Minutes of the meeting stated: “The preliminary estimate of GDP growth in the first quarter was 0.1%, 0.3 percentage points lower than expected in February. Household consumption growth remains subdued, in line with the modest growth in real income over the forecast period.
“Wage growth and domestic cost pressures are firming gradually, broadly as expected. The MPC continues to judge that the UK economy has a very limited degree of slack.
“For the majority of members, an increase in Bank Rate was not required at this meeting. All members agree that any future increases in Bank Rate are likely to be at a gradual pace and to a limited extent.”
Inflation currently stands at 2.5%, above the 2% target, but lower than the peak of 3.1% towards the end of 2017.
The rate is forecast to fall to 2.4% in Q2 2018, to 2.1% in Q2 2019 and to the 2% target by Q2 2020.
The MPC noted that the “most import-intensive components of CPI appear to have peaked” and the impact of past depreciation of sterling on CPI inflation, is “likely to fade a little faster than previously thought”.
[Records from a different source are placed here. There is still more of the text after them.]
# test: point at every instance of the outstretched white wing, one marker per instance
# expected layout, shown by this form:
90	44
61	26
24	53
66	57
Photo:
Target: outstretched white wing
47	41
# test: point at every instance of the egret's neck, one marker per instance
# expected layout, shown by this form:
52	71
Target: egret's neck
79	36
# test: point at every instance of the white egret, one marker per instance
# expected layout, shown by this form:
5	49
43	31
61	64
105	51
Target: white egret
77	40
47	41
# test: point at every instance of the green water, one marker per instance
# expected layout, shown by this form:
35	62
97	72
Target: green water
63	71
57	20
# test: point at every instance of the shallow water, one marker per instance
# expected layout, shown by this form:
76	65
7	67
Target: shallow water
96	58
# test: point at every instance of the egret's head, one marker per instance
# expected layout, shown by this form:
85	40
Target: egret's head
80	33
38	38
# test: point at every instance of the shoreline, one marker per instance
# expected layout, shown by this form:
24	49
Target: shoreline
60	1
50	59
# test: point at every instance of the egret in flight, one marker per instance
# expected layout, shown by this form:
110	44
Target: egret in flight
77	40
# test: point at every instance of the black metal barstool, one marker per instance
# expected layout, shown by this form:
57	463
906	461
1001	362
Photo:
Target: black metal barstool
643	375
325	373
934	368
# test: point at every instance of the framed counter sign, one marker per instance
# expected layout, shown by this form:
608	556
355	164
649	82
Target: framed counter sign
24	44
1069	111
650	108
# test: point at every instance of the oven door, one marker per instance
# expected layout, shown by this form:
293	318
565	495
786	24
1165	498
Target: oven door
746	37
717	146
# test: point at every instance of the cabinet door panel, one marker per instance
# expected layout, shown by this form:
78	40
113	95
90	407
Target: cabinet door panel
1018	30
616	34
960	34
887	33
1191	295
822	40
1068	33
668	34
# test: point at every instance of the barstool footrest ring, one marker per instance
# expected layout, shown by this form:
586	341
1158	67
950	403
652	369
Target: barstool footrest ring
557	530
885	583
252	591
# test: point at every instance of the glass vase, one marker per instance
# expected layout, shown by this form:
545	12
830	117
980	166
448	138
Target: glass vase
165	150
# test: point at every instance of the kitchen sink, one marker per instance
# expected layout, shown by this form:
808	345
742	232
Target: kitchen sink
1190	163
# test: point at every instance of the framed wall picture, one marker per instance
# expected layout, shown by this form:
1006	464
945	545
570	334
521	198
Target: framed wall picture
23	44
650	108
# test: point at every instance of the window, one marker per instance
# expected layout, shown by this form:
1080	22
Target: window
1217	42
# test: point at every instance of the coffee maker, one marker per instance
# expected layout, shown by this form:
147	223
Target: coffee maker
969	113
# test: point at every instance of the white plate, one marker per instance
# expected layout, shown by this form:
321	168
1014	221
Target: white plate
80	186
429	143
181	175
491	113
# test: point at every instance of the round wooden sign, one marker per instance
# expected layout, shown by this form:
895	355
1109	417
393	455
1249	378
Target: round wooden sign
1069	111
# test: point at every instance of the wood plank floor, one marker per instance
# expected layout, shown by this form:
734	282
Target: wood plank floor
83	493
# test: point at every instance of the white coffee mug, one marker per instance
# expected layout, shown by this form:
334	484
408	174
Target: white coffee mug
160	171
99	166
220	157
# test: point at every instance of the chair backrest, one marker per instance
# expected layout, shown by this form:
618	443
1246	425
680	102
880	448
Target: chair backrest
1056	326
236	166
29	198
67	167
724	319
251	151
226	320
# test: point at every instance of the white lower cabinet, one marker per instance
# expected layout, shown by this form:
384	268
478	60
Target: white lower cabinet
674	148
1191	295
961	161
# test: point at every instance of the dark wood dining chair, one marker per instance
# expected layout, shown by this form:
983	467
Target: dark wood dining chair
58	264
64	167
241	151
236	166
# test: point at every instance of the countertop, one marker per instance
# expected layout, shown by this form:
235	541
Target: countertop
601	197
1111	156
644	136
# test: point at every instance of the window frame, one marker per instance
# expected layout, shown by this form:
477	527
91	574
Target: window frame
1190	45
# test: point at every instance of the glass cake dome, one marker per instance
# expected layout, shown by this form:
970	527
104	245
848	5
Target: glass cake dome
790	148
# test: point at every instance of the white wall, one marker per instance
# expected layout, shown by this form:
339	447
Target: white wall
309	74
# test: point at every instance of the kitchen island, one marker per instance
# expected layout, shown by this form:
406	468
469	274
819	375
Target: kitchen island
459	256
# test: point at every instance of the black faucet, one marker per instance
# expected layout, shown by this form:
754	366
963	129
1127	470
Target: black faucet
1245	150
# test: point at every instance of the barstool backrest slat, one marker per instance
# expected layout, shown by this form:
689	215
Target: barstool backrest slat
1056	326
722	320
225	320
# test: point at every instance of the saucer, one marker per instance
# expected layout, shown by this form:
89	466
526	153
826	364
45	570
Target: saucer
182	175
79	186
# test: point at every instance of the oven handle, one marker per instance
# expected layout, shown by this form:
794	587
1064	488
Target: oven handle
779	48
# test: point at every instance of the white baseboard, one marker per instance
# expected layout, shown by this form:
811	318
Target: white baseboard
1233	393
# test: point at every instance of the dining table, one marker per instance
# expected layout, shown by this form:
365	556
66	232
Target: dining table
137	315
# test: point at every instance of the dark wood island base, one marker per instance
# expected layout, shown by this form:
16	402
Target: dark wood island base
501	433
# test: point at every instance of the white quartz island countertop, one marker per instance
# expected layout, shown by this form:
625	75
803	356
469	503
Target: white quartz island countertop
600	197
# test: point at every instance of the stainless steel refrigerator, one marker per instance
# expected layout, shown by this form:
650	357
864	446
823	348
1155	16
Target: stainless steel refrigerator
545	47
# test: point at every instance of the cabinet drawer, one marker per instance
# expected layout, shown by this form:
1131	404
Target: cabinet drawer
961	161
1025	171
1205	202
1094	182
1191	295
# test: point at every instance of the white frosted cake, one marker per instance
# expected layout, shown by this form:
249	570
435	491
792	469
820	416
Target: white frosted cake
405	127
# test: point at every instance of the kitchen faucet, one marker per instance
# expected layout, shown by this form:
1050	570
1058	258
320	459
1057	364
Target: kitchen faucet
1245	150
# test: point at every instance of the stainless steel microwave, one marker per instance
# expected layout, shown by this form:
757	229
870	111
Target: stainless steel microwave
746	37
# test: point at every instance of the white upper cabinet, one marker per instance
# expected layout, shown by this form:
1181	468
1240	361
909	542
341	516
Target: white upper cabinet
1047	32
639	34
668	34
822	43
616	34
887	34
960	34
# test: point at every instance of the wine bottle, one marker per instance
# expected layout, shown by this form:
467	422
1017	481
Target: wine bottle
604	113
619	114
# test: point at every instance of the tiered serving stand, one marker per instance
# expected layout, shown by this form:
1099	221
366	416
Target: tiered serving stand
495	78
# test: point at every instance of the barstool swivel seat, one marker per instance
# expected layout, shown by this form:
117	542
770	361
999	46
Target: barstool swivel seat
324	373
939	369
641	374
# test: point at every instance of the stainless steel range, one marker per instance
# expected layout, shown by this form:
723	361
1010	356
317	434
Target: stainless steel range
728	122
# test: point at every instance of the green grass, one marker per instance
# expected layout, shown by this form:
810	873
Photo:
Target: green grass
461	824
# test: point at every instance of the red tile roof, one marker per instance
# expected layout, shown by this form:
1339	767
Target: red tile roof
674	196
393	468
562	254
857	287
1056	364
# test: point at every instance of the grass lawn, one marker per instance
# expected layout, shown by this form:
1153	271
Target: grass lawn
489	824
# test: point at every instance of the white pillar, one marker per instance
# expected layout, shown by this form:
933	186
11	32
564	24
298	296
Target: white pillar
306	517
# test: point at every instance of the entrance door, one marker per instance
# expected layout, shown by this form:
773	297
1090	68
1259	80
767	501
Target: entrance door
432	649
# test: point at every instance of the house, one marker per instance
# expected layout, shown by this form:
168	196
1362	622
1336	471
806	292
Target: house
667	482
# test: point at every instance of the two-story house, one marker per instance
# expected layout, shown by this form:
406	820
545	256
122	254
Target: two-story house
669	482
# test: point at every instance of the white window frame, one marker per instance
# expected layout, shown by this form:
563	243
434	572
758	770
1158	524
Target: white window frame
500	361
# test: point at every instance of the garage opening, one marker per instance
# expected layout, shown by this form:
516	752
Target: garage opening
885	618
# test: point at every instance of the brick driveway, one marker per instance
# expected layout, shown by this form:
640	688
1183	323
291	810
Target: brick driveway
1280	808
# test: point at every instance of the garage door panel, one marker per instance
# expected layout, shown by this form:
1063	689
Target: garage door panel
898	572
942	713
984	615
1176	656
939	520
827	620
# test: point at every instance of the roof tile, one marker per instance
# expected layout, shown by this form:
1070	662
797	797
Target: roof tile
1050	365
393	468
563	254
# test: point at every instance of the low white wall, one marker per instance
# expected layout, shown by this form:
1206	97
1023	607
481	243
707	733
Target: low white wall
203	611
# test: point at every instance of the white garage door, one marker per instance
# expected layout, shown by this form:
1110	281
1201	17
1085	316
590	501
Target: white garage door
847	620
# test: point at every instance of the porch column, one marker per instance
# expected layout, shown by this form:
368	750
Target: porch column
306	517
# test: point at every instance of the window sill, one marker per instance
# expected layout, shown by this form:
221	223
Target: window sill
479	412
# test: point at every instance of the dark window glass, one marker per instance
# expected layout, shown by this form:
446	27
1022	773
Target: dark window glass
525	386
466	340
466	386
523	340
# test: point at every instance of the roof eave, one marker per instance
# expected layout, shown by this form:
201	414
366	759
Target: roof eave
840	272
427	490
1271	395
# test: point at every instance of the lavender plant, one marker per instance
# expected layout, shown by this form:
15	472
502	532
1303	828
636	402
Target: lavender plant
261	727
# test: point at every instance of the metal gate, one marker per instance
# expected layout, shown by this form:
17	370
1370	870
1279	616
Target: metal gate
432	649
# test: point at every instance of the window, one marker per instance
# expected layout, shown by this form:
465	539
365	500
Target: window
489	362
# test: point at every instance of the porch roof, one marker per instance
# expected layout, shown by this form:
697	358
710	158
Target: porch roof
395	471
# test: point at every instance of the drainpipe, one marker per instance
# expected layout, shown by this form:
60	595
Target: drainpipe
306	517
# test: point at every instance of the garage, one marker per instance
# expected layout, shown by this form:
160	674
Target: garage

It noted: “Taking external and domestic influences together, CPI inflation is projected to fall back slightly more quickly than in February, reaching the target in two years. These projections are conditioned on a gently rising path for Bank Rate over the next three years.
“The Committee’s best collective judgement therefore remains that, were the economy to develop broadly in line with the May Inflation Report projections, an ongoing tightening of monetary policy over the forecast period would be appropriate to return inflation sustainably to its target at a conventional horizon. However, that judgement relies on the economic data evolving broadly in line with the Committee’s projections.”
The effect of today’s base rate decision
Kevin Roberts, director, Legal & General Mortgage Club, said the decision is welcome news for borrowers and allows them to continue making the most of these near record low rates.
“Although there is a great deal of speculation about future rises it is important not to get carried away. Any rise should be gradual and it will likely remain a good time for borrowers to assess their current mortgage situation.”
For beleaguered savers, this will come as a blow. Charlotte Nelson, finance expert at data site Moneyfacts, said: “Today’s rate decision has dashed savers’ hopes of a better return. Savers are likely getting beyond fed up with the low rates that have plagued them for so long, which is why their hopes had been pinned on another base rate rise boosting their returns. Unfortunately, their patience will now be tested once again, as they will have to keep waiting for base rate to increase.
“Despite this, the savings market is showing some signs of positivity, with rates starting to improve regardless. The fixed rate market has had the largest boost, with competition among newer banks and higher SWAP rates fuelling the rise. As a result, the average two-year fixed rate has climbed to 1.50% today, up from 1.17% in May 2017, while the average five-year fixed rate market has grown by 0.27% to stand at 2.08% today.”